For more information or to purchase a copy, go to adeleelliot.com.
1. What’s the basis of “Friendship Cemetery?”
The story centers around Emma Grace, an unsophisticated, but astute 18-year-old. It begins with her desire to be a ghost hunter. To this end, she goes into Friendship Cemetery. There, she meets a dwarf who creates quirky folk-art sculptures from detritus she finds in the cemetery, and a young African-American boy.
The novel weaves a complex tale of family curses, secrets and lies.
One theme is that truth is limited by our perceptions. It is almost impossible to accurately understand what is real, because we are limited by experience and the information at-hand. Another theme is that real beauty cannot be distorted by arrogance, hubris, or cosmetics.
2. How did you create your characters?
The two main characters, Emma Grace and Princess Kamara, have been floating around in my head for several years. The others sort of evolved along the way.
The most important thing that I want readers to understand is that all of the characters are fictional. I hope that locals will not try to figure out who the characters are, because that would be futile.
3. Why do you think young adult novels are so popular?
“Friendship Cemetery” is not a young adult book. However, it can be read by people of any age because there is no graphic sex or violence.
Although the protagonist is quite young, the themes are universal. It is as much a YA book as “To Kill A Mockingbird,” or “The Member Of The Wedding”.
However, to answer your question, I think YA books are popular because they make the joy of reading accessible to readers who are moving up, in stages, with their reading. They are gaining confidence for the next step in learning. Most YA books are very different from the sort of stories presented in contemporary movies. These books usually make the reader think about bigger issues, rather than gunfights and explosions.

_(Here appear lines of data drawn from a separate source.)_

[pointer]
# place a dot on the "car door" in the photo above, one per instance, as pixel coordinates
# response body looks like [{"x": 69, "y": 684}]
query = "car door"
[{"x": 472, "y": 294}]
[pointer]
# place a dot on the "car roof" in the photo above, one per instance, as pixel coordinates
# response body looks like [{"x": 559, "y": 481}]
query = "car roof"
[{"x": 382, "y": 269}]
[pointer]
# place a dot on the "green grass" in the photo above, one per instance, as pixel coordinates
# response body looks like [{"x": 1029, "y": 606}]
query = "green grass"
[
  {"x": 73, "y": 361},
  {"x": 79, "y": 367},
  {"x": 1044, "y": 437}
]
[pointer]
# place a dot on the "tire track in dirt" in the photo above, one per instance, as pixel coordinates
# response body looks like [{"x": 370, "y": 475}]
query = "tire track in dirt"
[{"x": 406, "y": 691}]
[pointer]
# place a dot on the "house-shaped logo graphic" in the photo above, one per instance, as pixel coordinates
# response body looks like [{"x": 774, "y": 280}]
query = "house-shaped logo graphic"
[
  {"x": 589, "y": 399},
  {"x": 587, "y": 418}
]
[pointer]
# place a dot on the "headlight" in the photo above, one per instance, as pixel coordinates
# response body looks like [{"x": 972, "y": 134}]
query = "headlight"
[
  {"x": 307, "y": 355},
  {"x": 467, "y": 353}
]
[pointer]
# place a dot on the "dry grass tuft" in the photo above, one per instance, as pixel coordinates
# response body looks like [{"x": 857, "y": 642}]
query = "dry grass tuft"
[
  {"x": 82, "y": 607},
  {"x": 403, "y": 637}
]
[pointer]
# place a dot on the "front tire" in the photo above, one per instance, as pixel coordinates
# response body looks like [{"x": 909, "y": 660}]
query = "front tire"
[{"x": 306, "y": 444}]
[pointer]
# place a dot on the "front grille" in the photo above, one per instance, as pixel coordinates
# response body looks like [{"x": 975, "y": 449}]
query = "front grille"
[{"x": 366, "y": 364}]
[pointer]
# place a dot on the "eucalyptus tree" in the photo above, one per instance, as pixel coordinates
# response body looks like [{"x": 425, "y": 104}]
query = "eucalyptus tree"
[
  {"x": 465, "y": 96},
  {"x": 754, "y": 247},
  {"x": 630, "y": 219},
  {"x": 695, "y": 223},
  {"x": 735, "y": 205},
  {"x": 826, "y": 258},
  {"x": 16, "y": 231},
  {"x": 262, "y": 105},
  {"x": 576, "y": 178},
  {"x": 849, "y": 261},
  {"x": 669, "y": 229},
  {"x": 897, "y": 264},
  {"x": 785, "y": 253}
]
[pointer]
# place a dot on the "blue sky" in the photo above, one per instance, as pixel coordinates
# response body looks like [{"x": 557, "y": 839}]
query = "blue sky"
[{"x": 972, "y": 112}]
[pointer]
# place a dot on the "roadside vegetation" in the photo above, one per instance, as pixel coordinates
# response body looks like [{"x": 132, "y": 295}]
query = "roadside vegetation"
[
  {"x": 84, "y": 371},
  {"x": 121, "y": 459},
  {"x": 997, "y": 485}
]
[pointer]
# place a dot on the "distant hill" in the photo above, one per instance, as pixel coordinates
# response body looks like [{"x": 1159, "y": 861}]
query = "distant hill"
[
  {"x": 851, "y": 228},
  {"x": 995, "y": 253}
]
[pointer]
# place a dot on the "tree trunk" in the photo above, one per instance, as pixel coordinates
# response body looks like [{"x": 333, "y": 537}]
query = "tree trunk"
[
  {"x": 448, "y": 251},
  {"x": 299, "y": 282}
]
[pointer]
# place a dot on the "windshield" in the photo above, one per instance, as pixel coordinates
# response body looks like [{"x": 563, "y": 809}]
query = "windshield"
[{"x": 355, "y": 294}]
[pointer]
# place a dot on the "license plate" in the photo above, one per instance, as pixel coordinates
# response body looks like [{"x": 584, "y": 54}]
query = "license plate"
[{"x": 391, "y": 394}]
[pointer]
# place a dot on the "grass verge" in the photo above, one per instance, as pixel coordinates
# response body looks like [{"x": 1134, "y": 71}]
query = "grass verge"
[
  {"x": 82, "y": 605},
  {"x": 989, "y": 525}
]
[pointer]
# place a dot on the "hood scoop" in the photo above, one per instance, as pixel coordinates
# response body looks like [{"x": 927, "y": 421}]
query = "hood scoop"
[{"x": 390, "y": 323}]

Some YA books, like the Harry Potter series, have been criticized for being poorly written, and having unimaginative themes. I disagree. The magic is that in a era of video games and hundreds of TV choices, Harry Potter and his friends got millions of young people immersed in reading.
4. What’s your favorite book?
That’s like asking a mother which is her favorite child. I love women writers, especially southern women. Flannery O’Connor, Carson McCullers and Eudora Welty are some of my favorites. I also love anything by F. Scott Fitzgerald. For mysteries, there is no one better than Raymond Chandler. He is a wonderful writer, the action notwithstanding.
As a rule, I like classics, and am often disappointed with bestsellers.
5. Do you think reading is becoming a lost art form?
Sadly, yes. The way we process information through reading is very different from viewing movies or TV. It makes us smarter to read, rather than to just watch.
Also, many words are misunderstood because of hearing them, rather than reading them. “Doggie Dog” is a term that morphed from “Dog Eat Dog” (as in “It’s a dog eat dog world”). Once, a young friend wrote a note to me with the word “sike” in it. He meant “psych.” If he had been aware of the basis – the root – of the word, its meaning would have been easier to grasp.
I volunteer with the local chapter of “First Book,” a national organization that gives books to young readers in schools and daycare centers. Our goal is to get them excited about reading, and about collecting a personal library. But, I doubt that we will ever see a substantial return to reading.